Fitting the kinetic respiration model
In twKinresp: Fitting kinetic models to microbial respiration data

# twDev::genVigs()
rmarkdown::render("kinrespExperiment.Rmd","md_document")

library(knitr)
opts_chunk$set(out.extra = 'style="display:block; margin: auto"'
    #, fig.align = "center"
    #, fig.width = 4.6, fig.height = 3.2
    , fig.width = 6, fig.height = 3.75 #goldener Schnitt 1.6
    , dev.args = list(pointsize = 10)
    , dev = c('png','pdf')
    )
knit_hooks$set(spar = function(before, options, envir) {
    if (before) {
        par( las = 1 )                   #also y axis labels horizontal
        par(mar = c(2.0,3.3,0,0) + 0.3 )  #margins
        par(tck = 0.02 )                          #axe-tick length inside plots             
        par(mgp = c(1.1,0.2,0) )  #positioning of axis title, axis labels, axis
     }
})
# if (!require(ggplot2) || !require(dplyr) || !require(purrr)) {
#   print("To generate this vignette, ggplo2, dplyr, and purrr are required.")
#   exit(0)
# }
#themeTw <- theme_bw(base_size = 10) + 
#  theme(axis.title = element_text(size = 9))

Experimental data

Here we take respiration time series from the dataset in Wutzler 2012 of one experiment consisting of incubation of three replicate soil samples.

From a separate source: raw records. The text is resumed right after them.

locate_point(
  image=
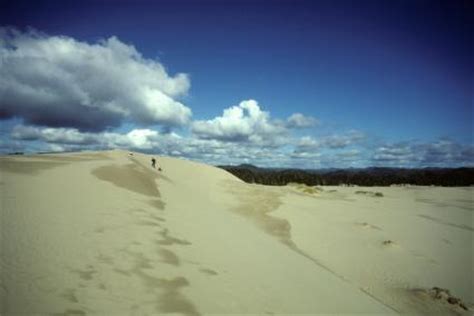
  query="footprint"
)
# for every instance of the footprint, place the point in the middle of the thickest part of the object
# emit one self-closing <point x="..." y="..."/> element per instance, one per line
<point x="367" y="225"/>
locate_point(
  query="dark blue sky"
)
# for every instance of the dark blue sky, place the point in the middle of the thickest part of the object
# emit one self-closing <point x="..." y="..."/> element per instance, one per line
<point x="395" y="70"/>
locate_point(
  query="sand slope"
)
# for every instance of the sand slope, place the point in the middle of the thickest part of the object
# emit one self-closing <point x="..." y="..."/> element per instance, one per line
<point x="104" y="233"/>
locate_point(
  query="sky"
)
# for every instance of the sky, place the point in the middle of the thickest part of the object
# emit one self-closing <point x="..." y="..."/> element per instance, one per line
<point x="300" y="84"/>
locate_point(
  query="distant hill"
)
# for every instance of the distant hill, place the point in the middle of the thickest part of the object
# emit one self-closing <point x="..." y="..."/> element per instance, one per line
<point x="373" y="176"/>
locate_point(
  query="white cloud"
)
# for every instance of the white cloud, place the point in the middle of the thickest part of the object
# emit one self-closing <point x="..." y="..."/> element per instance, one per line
<point x="298" y="120"/>
<point x="245" y="122"/>
<point x="58" y="81"/>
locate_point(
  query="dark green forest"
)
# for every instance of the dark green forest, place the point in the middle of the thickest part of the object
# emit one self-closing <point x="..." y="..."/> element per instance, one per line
<point x="362" y="177"/>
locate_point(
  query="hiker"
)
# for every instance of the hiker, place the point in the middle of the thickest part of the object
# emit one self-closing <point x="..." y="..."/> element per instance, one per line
<point x="153" y="163"/>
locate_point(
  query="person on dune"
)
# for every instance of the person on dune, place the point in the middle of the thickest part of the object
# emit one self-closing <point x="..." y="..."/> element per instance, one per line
<point x="153" y="164"/>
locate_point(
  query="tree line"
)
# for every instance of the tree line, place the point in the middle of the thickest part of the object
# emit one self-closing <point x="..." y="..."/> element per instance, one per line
<point x="362" y="177"/>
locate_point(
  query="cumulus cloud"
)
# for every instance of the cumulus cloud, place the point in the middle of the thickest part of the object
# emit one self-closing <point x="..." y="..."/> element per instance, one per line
<point x="298" y="120"/>
<point x="439" y="153"/>
<point x="245" y="122"/>
<point x="58" y="81"/>
<point x="335" y="141"/>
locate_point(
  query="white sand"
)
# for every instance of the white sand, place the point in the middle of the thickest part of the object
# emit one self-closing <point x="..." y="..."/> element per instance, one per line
<point x="104" y="233"/>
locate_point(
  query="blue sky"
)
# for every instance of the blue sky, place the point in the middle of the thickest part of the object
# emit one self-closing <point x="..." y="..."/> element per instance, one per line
<point x="373" y="82"/>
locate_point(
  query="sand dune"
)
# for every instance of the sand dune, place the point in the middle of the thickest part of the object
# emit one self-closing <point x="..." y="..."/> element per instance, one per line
<point x="105" y="233"/>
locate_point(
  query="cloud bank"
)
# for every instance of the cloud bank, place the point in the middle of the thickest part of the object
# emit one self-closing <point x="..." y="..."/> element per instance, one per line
<point x="58" y="81"/>
<point x="63" y="94"/>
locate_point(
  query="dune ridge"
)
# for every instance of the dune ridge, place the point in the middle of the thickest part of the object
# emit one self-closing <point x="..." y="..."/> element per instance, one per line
<point x="104" y="232"/>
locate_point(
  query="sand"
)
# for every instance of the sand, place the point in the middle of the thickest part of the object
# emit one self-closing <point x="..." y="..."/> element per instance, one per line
<point x="104" y="233"/>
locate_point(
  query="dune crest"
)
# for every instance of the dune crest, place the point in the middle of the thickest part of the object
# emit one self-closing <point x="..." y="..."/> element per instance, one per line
<point x="105" y="233"/>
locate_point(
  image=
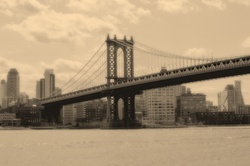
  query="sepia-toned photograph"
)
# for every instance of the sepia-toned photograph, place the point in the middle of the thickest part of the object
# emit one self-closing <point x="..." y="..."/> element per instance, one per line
<point x="124" y="82"/>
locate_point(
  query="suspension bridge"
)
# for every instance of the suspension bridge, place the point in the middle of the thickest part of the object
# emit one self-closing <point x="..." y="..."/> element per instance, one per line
<point x="124" y="68"/>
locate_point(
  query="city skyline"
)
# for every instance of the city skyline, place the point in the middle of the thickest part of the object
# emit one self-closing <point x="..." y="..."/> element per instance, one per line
<point x="208" y="28"/>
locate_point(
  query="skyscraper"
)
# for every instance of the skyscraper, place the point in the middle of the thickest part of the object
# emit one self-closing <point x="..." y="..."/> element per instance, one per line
<point x="49" y="82"/>
<point x="13" y="85"/>
<point x="38" y="90"/>
<point x="3" y="91"/>
<point x="239" y="101"/>
<point x="160" y="105"/>
<point x="231" y="99"/>
<point x="42" y="88"/>
<point x="226" y="99"/>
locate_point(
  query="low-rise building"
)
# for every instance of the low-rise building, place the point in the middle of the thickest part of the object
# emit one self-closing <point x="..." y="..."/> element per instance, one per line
<point x="188" y="104"/>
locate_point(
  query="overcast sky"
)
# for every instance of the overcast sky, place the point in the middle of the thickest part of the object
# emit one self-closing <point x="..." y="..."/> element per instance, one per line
<point x="62" y="34"/>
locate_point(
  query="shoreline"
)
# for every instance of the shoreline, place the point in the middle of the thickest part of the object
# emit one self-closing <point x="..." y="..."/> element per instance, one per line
<point x="147" y="127"/>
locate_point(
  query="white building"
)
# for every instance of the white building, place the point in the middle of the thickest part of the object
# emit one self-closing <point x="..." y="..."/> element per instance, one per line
<point x="231" y="99"/>
<point x="160" y="105"/>
<point x="72" y="112"/>
<point x="38" y="89"/>
<point x="3" y="92"/>
<point x="49" y="82"/>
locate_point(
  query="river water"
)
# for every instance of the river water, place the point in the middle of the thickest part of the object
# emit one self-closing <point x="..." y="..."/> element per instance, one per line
<point x="167" y="147"/>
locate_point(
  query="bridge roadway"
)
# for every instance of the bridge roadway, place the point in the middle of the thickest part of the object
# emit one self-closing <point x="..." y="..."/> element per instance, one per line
<point x="212" y="70"/>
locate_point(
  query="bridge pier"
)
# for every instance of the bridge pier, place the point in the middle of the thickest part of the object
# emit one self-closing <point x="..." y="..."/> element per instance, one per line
<point x="129" y="120"/>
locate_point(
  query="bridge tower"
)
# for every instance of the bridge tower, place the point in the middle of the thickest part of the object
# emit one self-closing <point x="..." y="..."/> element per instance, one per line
<point x="112" y="66"/>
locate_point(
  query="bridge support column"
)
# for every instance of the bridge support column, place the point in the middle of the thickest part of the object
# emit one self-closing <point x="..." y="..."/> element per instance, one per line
<point x="128" y="120"/>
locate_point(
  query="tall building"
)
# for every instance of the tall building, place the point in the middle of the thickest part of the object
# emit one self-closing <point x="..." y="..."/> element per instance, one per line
<point x="231" y="99"/>
<point x="189" y="103"/>
<point x="160" y="105"/>
<point x="3" y="92"/>
<point x="57" y="91"/>
<point x="38" y="90"/>
<point x="49" y="82"/>
<point x="23" y="98"/>
<point x="239" y="101"/>
<point x="42" y="88"/>
<point x="13" y="85"/>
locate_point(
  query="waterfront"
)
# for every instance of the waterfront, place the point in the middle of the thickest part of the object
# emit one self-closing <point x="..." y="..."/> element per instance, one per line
<point x="177" y="146"/>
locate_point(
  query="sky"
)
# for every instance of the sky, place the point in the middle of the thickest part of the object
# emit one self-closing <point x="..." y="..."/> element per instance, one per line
<point x="64" y="34"/>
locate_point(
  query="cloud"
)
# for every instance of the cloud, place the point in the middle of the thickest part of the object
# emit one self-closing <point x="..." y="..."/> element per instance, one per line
<point x="75" y="25"/>
<point x="177" y="6"/>
<point x="246" y="42"/>
<point x="59" y="27"/>
<point x="21" y="8"/>
<point x="197" y="52"/>
<point x="120" y="9"/>
<point x="215" y="3"/>
<point x="241" y="2"/>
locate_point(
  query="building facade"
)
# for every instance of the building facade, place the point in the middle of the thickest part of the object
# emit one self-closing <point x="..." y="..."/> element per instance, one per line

library(twKinresp, quietly = TRUE) 
rde <- subset(respWutzler10, suite == "Face" & experiment == 9 )
summary(rde)

plot( resp ~ time, data = rde, col = rde$replicate
      , xlab = "Time (hour)", ylab = "Respiration (gC/gCsoil/hour)")

First, we constrain each time series to the unlimited exponential growth phase. The package achieves this byfitting a three parameter exponential equation to successively shortened time series. A deviation from the exponential model introduces positive correlations in the model-data residuals. Hence, the longest time series is selected where there was no positive correlation in the model-data residuals between the mimimum and the last last point.

This works quite well with data that displays a typical exponential growth phase but fails if there are deviations from exponential growth present, such as small oscillations in the respiration. Then the records have to be selected manually.

res4 <- kinrespGrowthphaseExperiment(rde, weights = varPower(fixed = 0.5) )
rde.e <- getUnlimitedGrowthData(res4)
plot( resp ~ time, data = rde.e, col = rde.e$replicate
      , xlab = "Time (hour)", ylab = "Respiration (gC/gCsoil/hour)")

Mixed linear models

We are interested of the microbial growth parameters for the soil, i.e. across the replicates.

There are several suboptimal approaches to aggregate across replicates.

Fitting a single growth curve to all the data points
Computing the mean respiration for each time and fitting a model to the single aggregated series
Fitting a growth curve to each replicate, and then taking the average across the parameters

The last approach is wrong because the growth curve of the averaged parameters is not an average growth curve.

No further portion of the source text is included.